Daniele Ghisi (1984)

Mon corps parle tout seul (2015)

installation-performance

œuvre électronique, Ircam
œuvre scénique

  • Informations générales
    • Date de composition : 2015
    • Vidéo, installation (détail, auteur) : vidéo de Mammar Benranou
    • Durée : 11 mn
    • Livret (détail, auteur) :

      texte de Yoann Thommerel.

Effectif détaillé
  • actrice

Information sur la création

  • 30 June 2015, France, Paris, Le Centquatre, Académie du festival ManiFeste, par Emmanuelle Lafon : comédienne, mise en scène : Daniel Jeanneteau, assistant à la mise en scène et à la scénographie : Olivier Brichet, assistant scénographie : Tom Huet.

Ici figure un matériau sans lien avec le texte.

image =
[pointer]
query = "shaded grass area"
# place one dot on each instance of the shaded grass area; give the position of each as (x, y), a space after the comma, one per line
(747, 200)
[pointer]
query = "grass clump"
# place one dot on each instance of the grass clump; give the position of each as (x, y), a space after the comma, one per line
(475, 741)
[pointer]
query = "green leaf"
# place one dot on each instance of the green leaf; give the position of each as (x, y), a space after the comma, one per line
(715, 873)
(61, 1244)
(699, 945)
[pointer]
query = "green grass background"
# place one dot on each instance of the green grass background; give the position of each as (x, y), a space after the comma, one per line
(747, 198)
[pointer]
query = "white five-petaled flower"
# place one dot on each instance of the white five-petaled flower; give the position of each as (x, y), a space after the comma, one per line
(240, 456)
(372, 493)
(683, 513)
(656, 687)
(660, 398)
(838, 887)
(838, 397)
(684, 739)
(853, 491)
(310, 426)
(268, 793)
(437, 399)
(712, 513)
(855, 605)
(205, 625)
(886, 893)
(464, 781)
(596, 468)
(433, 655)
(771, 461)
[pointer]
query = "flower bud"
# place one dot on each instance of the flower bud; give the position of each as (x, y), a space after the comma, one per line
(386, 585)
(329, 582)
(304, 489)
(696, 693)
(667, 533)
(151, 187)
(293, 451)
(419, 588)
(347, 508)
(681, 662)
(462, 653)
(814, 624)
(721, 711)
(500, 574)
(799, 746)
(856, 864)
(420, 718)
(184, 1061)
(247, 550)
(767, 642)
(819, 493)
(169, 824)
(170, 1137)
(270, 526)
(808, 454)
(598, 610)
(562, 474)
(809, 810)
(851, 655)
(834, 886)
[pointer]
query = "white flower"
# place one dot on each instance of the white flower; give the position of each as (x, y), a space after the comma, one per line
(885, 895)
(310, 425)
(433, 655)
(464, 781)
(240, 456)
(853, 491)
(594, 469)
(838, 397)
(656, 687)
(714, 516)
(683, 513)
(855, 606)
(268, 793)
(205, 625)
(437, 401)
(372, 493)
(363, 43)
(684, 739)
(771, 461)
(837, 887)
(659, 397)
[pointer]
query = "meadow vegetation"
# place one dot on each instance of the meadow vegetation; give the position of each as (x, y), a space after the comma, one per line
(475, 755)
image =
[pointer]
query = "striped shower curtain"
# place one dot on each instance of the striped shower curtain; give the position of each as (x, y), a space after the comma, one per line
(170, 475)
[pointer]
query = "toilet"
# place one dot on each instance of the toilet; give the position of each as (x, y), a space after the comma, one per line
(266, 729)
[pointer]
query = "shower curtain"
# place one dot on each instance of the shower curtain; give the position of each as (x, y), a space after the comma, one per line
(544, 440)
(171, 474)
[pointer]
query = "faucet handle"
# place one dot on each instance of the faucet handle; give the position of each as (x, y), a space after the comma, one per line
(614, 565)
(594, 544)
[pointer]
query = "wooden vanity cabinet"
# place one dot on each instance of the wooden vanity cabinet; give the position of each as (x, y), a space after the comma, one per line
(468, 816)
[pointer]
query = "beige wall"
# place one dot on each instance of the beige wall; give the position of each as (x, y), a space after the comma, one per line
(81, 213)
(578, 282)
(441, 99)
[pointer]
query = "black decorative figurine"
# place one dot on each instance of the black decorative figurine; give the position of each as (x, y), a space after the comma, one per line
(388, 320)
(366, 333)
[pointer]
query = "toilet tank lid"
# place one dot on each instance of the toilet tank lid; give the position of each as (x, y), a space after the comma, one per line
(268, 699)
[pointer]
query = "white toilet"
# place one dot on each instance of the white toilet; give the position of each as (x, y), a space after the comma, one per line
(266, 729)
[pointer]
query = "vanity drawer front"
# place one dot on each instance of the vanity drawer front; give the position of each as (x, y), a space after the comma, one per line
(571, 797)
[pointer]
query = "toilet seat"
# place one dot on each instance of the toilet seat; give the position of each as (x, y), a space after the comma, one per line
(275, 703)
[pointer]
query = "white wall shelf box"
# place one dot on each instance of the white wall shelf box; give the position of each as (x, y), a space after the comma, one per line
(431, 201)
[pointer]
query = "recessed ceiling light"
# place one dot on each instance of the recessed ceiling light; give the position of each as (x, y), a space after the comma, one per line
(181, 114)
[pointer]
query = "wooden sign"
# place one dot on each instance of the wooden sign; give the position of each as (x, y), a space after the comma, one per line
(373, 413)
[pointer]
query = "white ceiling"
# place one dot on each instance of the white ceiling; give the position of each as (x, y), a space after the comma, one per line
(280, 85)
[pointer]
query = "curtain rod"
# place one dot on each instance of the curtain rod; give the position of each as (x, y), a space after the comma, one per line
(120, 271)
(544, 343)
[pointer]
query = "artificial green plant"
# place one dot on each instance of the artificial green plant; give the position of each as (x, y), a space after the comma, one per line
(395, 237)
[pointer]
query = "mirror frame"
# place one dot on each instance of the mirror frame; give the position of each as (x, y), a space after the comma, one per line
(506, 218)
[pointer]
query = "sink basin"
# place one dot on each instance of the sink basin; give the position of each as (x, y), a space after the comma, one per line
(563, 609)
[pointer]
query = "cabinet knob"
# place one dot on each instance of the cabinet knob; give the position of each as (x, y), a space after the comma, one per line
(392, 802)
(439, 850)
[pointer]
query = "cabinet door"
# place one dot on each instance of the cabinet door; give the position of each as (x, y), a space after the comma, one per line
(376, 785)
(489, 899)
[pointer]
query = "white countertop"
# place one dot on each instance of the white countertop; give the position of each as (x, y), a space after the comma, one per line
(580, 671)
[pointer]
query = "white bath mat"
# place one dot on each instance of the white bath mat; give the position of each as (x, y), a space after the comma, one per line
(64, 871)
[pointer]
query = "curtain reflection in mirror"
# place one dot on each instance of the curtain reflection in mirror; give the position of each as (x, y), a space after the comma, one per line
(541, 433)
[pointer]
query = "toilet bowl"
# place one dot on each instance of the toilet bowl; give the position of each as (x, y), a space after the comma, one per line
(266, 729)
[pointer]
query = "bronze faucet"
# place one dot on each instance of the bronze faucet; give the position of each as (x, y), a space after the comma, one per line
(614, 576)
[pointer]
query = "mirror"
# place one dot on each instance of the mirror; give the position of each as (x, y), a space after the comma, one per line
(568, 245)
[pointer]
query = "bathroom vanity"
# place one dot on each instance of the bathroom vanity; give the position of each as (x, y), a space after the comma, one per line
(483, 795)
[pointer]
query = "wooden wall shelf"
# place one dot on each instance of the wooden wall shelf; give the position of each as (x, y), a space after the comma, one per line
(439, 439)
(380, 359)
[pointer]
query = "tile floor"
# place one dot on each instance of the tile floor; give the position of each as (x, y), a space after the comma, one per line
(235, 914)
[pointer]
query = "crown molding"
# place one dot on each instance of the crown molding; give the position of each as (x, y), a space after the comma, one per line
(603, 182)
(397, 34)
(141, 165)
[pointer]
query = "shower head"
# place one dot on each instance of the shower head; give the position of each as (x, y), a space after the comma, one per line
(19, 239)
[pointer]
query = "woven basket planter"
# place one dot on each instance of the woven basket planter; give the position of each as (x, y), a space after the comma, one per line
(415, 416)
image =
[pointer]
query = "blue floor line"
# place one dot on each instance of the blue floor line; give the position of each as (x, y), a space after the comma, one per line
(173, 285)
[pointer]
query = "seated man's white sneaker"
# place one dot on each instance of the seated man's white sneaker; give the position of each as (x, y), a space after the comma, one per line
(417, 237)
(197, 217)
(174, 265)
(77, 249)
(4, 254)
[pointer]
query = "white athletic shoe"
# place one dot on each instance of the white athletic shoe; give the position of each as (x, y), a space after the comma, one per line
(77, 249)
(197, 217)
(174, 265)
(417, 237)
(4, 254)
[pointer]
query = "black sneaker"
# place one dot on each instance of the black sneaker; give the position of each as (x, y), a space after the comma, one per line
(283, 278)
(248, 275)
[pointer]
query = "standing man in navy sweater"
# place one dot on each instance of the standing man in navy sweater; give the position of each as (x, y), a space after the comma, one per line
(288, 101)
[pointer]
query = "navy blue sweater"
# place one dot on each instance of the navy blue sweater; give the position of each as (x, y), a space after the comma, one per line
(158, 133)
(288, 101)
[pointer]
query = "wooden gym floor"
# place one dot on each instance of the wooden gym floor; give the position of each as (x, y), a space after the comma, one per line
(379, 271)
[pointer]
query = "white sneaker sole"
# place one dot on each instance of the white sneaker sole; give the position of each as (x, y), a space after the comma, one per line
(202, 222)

Information sur l'électronique
Dispositif électronique : dispositif multimédia (vidéo, lumière)

Observations

Voir un extrait : http://medias.ircam.fr/xb76a0a

Note de programme

« Après l’expérience de la création des Aveugles de Maurice Maeterlinck, à laquelle l’Ircam avait activement participé, nous avons souhaité renouveler l’aventure. Mais au lieu de travailler sur une œuvre scénique déjà existante, nous avons préféré partir de zéro, en collaboration avec un compositeur. C’est à cette occasion que j’ai rencontré Daniele Ghisi, dont l’œuvre me paraît particulièrement inspirante pour la scène. Tout est parti d’une première proposition de Daniele : l’intuition d’une bouche comme origine de tout son, de toute parole articulée, de toute pensée. Que de cette bouche toutes choses puissent sortir, matières et mots. Et que tout cela sortant de la bouche devienne musique. Nous en avons parlé à l’auteur Yoann Thommerel qui travaillait de son côté sur l’idée d’un corps parlant séparément de son moi. Ce faisceau d’intuitions s’est peu à peu rassemblé autour de l’idée d’une bouche géante, immatérielle, parlant dans le vide, hologramme sonore et visuel d’un organe sans corps mais doué d’entendement... »

Daniel Jeanneteau

 

« La voix parlée est un élément sonore très important dans mon univers musical. Ici, j’ai voulu faire basculer la voix parlée « normale » vers une voix qui parlerait avec des « objets sonores ». La transition est fluide et douce, sur toute la durée de l’œuvre. Peu à peu, alors même que le discours sonore conserve la forme, l’enveloppe et l’articulation de la voix parlée, le timbre de la voix se colore de sons, de bruits – en lien avec le texte dit. Au cours de la partie centrale, on saisirait presque le sens du texte dit. Puis on s’en éloigne encore. Jusqu’à ce que ne sortent plus de la bouche que des objets musicaux, excessivement concrets.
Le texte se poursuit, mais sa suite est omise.